Ollem
Она уже с порога явно расслышала мужской голос. И как можно суровее произнесла:
– Банни!
– Я тут! – пропела Банни.
Бросив куртку на лавочку в прихожей, Кэйт прошла в гостиную. Банни восседала на диване: личико в ореоле золотых кудряшек, взгляд – сама невинность, блузочка с открытым плечом и не по погоде тонка, а рядом один из сыновей Минтсов из соседнего дома.
Вот так новости. Эдвард Минтс был значительно старше Банни, нездорового вида и с непонятной растительностью на лице, с точки зрения Кэйт, напоминающей лишайник. Школу закончил еще позапрошлым летом, а поступить в колледж все никак не мог. Мамаша его утверждала, что мальчик страдает от японской болезни.
– И что ж за болезнь такая? – поинтересовалась как-то Кэйт.
– Это когда молодые люди месяцами не выходят из своей комнаты, не хотят больше жить… – пояснила миссис Минтс.
Вот только Эдвард проводил время не в своей комнате, а на застекленной террасе. Из окна их столовой было прекрасно видно, как он сидит в шезлонге, обхватив колени, и курит подозрительного размера самокрутки.
Ну ладно. По крайне мере, романа не ожидается (Банни питает слабость к спортивному телосложению). Как бы то ни было, правило есть правило.
– Банни, ты же знаешь, что нельзя водить мальчиков, когда дома никого нет, – произнесла Кэйт.
– Мальчиков?! – возмутилась Банни, удивленно вытаращив глаза. – У меня урок испанского!
В доказательство она потрясла открытым блокнотиком, который лежал у нее на коленях.
– Неужели?
– Папа мне разрешил? Сеньора сказала, мне нужен репетитор? А я у папы спросила, и он сказал «да»?
– Да, но… – начала было Кэйт.
Да, но вряд ли сеньора имела ввиду соседского наркомана. Вслух Кэйт этого не сказала (тоньше нужно действовать). Она только повернулась к Эдварду и спросила:
– Вы хорошо владеете испанским, Эдвард?
– Да, мэм. Я изучал испанский в течение пяти семестров.
Непонятно, «мэм» для выпендрежа или серьезно. Но в любом случае обидно. Не настолько она старая.
– Я иногда даже думаю на испанском.
Тут Банни хихикнула. Она по любому поводу хихикала.
– Он меня многому уже научил? – вставила она.
У нее была дурацкая привычка произносить утвердительные предложения как вопросы.
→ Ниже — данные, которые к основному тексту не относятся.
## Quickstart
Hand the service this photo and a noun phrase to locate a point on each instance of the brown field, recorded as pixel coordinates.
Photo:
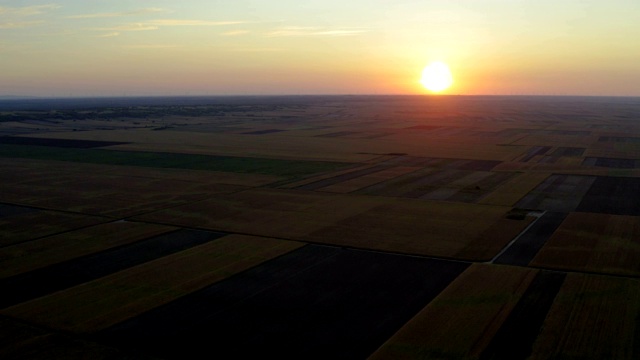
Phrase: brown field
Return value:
(98, 304)
(49, 250)
(462, 320)
(308, 205)
(601, 243)
(376, 223)
(593, 317)
(25, 227)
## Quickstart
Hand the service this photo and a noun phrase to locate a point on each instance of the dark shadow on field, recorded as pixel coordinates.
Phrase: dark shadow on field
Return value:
(317, 302)
(36, 283)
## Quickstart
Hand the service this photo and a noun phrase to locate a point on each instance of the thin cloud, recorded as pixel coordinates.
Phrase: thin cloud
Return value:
(113, 34)
(180, 22)
(16, 17)
(129, 27)
(27, 10)
(235, 33)
(19, 24)
(118, 14)
(301, 31)
(152, 46)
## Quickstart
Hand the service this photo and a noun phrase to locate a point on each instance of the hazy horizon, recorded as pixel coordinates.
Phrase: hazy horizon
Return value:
(71, 48)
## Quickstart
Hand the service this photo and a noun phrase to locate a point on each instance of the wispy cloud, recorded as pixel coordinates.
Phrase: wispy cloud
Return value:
(118, 14)
(27, 10)
(129, 27)
(235, 32)
(153, 46)
(19, 24)
(314, 31)
(182, 22)
(112, 34)
(18, 17)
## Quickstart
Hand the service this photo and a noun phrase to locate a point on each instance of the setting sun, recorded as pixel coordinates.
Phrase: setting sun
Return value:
(436, 77)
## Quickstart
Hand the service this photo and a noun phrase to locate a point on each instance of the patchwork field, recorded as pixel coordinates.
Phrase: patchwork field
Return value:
(392, 227)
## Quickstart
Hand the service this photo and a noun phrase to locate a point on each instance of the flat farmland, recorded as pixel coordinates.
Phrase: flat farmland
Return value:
(599, 243)
(383, 227)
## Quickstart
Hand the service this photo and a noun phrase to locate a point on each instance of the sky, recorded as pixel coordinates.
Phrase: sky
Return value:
(257, 47)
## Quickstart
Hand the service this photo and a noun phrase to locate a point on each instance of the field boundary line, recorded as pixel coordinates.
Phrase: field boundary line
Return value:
(537, 215)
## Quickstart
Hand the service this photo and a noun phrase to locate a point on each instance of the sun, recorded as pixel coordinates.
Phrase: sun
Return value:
(436, 77)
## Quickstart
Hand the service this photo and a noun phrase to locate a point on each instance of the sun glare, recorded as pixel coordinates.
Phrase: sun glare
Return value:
(436, 77)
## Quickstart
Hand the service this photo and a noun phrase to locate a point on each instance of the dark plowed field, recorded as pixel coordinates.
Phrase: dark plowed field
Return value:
(317, 302)
(63, 275)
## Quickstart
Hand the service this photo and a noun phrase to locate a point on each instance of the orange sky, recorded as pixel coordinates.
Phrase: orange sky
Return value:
(106, 48)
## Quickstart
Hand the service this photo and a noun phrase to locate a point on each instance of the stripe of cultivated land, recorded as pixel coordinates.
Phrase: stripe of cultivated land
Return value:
(33, 284)
(526, 245)
(336, 179)
(32, 255)
(117, 297)
(515, 338)
(12, 210)
(315, 302)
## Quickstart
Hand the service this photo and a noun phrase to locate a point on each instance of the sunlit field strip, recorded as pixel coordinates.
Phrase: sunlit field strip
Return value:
(21, 171)
(461, 321)
(106, 301)
(377, 223)
(368, 180)
(600, 243)
(39, 253)
(170, 160)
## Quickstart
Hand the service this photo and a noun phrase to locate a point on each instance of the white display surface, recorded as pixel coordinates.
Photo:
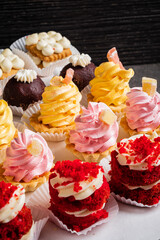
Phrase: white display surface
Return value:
(131, 223)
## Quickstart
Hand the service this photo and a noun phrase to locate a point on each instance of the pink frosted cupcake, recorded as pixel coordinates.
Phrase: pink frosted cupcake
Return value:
(28, 161)
(142, 113)
(95, 134)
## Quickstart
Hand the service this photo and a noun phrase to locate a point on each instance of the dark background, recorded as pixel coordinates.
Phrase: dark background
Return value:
(92, 26)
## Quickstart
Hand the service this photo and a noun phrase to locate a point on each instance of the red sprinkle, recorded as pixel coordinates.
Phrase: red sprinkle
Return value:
(141, 148)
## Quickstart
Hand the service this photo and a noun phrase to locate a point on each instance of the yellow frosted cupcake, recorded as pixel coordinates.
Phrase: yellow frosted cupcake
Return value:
(111, 83)
(7, 128)
(61, 105)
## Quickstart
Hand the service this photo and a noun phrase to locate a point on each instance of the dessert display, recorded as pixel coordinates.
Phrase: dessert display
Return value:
(111, 83)
(47, 47)
(15, 218)
(142, 113)
(60, 106)
(78, 192)
(7, 128)
(135, 169)
(95, 133)
(83, 70)
(23, 89)
(28, 161)
(9, 63)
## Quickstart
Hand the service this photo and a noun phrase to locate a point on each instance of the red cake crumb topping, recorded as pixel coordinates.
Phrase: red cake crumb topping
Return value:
(77, 170)
(141, 148)
(6, 192)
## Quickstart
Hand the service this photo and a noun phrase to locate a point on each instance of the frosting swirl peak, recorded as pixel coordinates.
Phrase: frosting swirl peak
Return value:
(142, 110)
(92, 134)
(28, 157)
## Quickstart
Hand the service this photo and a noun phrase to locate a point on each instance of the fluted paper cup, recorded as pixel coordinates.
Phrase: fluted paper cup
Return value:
(18, 47)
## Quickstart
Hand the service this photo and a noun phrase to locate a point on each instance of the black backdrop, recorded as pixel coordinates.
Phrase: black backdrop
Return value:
(92, 26)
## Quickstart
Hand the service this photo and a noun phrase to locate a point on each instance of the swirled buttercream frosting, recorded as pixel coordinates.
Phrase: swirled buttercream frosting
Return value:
(142, 110)
(91, 134)
(111, 83)
(61, 103)
(7, 128)
(27, 157)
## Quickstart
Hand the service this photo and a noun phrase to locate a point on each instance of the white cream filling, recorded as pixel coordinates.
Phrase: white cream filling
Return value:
(88, 187)
(146, 187)
(84, 212)
(14, 206)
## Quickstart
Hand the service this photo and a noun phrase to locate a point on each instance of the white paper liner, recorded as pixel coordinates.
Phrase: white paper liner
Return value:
(18, 47)
(40, 220)
(84, 92)
(40, 198)
(55, 137)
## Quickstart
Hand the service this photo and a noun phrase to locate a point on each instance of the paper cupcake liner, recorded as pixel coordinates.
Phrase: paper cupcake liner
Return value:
(18, 47)
(40, 198)
(40, 220)
(55, 137)
(84, 92)
(131, 202)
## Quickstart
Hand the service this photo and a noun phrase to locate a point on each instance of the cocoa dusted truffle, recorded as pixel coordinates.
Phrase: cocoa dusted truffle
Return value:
(24, 89)
(83, 70)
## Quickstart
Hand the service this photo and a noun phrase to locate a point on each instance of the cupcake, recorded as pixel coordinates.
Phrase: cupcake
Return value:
(61, 105)
(135, 168)
(9, 63)
(28, 161)
(111, 83)
(83, 70)
(78, 193)
(15, 218)
(45, 48)
(95, 133)
(142, 112)
(7, 128)
(23, 89)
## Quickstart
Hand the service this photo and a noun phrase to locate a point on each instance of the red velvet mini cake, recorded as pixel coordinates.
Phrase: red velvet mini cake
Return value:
(15, 218)
(78, 193)
(135, 169)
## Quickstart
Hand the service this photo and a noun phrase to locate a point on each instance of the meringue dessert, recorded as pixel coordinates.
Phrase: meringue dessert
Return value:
(47, 47)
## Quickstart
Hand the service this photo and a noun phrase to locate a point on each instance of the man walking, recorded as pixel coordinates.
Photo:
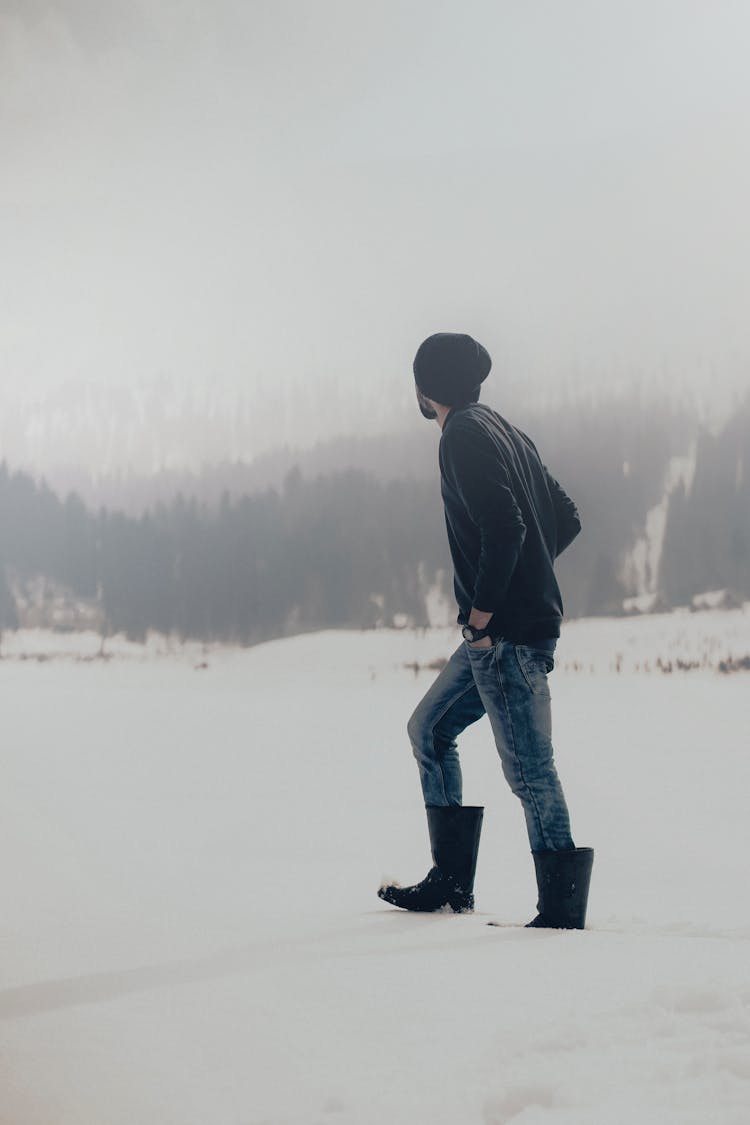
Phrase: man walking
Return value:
(507, 520)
Кейт любила ее дразнить, всерьез на них отвечая.
– Я понятия не имею, меня тут не было, – сказала она.
– Чего? – не понял Эдвард.
– Не обращай внимания? – сказала Банни.
– И в каждом семестре я получал «А» или «А» с минусом, – продолжил Эдвард, – кроме последнего года. Но тут не моя вина. Я тогда переживал тяжелые времена.
– Замечательно, но Банни все равно нельзя принимать молодых людей, когда дома никого нет.
– Ох! Как это унизительно! – воскликнула Банни.
– Такая жизнь, – ответила Кейт. – Вы продолжайте занятие, а я буду поблизости.
Она вышла из комнаты. Выходя, услышала, как Банни прошептала:
– Ун стервоза.
– Уна стервоза, – учительским тоном поправил Эдвард.
И оба прыснули. Банни совсем не такая милая девочка, как все думают.
Как ее вообще угораздило родиться, Кейт так до конца и не поняла. Их мама, хрупкая блондинка с нежно-розовым цветом лица, золотыми волосами и глазищами в пол-лица, точь-в-точь как у Банни, практически не вылезала из съемных номеров и тому подобных заведений, поэтому первые четырнадцать лет своей жизни Кейт ее почти не видела. А потом вдруг родилась Банни. У Кейт в голове не укладывалось, почему бабушка с дедушкой эту идею поддержали. Возможно, их никто не спросил, слишком велика была страсть. Тоже маловероятно. Как бы там ни было, после второй беременности у Теи Батисты обнаружилась (а может быть, развилась) некая сердечная патология, и она скончалась, не дожив до первого дня рождения Банни. Кейт и до того маму не видела, поэтому особой разницы не заметила. А Банни, хотя не помнила мать, иногда мистическим образом копировала ее жесты – так же скромно поджимала губки и изящно покусывала кончик указательного пальца. Словно, пока сидела в утробе, научилась. Их тетя Тельма, сестра Теи, всегда говорила:
– Ох, Банни! Вот вижу тебя, и слезы наворачиваются! До чего же ты похожа на твою несчастную маму!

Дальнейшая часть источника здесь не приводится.